[ 
https://issues.apache.org/jira/browse/SOLR-7869?page=com.atlassian.jira.plugin.system.issuetabpanels:comment-tabpanel&focusedCommentId=14679319#comment-14679319
 ] 

Scott Blum commented on SOLR-7869:
----------------------------------

1) So this doesn't actually fix anything yet, because there are no changes to 
Overseer itself?  Presumably you'd need to catch BVE in overseer and 
force-refresh reader clusterState?

2) Just noting that this seems the opposite of what we discussed earlier.  I 
interpreted your earlier comments to mean that we should blow away the ZK data 
in favor of the overseer data, since overseer is authoritative.  This patch 
seems do the opposite, preferring external user changes.  To wit "it is 
guaranteed that overwriting cluster state with prevState will not discard any 
updates that Overseer had performed unless such an act was done externally by 
the user".

3) In ZkStateWriterTest, I note that ZkStateWriter isn't super amenable to 
testing, it's kind of subtle that enqueuing an update sometimes causes a flush, 
and sometimes does.  Dunno if it's better or worse to have test-visible methods 
for doing a queue-without-flush and then explicit flush.

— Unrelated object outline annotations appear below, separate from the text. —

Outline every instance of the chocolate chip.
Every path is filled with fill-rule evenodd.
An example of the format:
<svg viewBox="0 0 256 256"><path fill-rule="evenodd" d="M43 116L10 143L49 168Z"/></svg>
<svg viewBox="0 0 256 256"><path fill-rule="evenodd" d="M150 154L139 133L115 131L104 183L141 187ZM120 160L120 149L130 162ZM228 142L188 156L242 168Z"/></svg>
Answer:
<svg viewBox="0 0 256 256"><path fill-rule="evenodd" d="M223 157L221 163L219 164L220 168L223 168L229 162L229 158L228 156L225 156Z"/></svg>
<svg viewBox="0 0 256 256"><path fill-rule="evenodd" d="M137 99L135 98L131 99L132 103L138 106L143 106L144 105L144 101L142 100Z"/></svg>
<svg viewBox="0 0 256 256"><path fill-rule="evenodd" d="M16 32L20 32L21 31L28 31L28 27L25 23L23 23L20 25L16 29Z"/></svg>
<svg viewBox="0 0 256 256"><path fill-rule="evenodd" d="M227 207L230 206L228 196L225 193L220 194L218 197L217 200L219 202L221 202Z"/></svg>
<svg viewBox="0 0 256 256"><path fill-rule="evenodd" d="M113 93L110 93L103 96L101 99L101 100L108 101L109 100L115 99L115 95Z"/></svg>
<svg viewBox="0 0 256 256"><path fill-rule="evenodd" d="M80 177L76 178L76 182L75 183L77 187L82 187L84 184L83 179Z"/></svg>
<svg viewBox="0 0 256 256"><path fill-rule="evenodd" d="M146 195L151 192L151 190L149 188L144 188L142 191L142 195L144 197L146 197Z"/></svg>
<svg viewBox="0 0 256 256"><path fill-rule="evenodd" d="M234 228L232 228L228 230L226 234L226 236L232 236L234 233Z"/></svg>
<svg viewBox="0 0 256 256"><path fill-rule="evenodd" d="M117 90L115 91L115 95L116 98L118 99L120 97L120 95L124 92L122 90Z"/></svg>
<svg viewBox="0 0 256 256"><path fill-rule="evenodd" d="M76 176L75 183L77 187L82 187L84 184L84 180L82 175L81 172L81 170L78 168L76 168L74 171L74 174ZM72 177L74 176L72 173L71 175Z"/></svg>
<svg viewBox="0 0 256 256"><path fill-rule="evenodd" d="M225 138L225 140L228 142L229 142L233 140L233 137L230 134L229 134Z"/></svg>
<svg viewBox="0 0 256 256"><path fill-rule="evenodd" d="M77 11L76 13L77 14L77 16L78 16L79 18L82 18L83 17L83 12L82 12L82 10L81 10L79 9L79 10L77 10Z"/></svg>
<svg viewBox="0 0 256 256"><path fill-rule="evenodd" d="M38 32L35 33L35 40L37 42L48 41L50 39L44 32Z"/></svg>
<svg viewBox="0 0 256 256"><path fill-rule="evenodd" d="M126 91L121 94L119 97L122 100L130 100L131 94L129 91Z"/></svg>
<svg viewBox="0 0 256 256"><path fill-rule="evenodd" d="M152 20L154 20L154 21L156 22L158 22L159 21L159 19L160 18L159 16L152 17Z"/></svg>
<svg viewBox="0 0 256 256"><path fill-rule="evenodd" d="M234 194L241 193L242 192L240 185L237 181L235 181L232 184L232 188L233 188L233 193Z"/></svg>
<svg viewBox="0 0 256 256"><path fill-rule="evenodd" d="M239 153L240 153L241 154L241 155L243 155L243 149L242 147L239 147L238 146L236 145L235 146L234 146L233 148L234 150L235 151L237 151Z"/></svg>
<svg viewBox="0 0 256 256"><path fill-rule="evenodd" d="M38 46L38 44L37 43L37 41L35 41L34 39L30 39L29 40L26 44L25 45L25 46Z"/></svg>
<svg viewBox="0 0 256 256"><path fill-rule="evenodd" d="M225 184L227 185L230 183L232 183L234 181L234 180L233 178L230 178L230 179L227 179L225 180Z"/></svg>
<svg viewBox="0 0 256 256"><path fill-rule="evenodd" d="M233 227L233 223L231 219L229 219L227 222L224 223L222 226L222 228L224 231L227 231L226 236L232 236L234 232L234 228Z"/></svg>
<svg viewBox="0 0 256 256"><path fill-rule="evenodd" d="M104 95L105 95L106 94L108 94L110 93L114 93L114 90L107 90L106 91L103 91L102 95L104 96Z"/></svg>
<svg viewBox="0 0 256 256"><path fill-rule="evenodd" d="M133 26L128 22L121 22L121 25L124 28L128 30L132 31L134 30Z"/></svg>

4) In ZkStateWriterTest.testExternalModificationToSharedClusterState(), first 
try block, you're missing a fail() after the enqueueUpdate to test that the 
exception really did occur.  In the first catch block, I'm not sure it's good 
to log the expected exception, I always find it confusing when tests log 
exceptions that don't actually cause the test to fail.  I would remove the 
second catch block; if you get any other exception than the one you expect, 
best to just let it escape and let the test framework get it.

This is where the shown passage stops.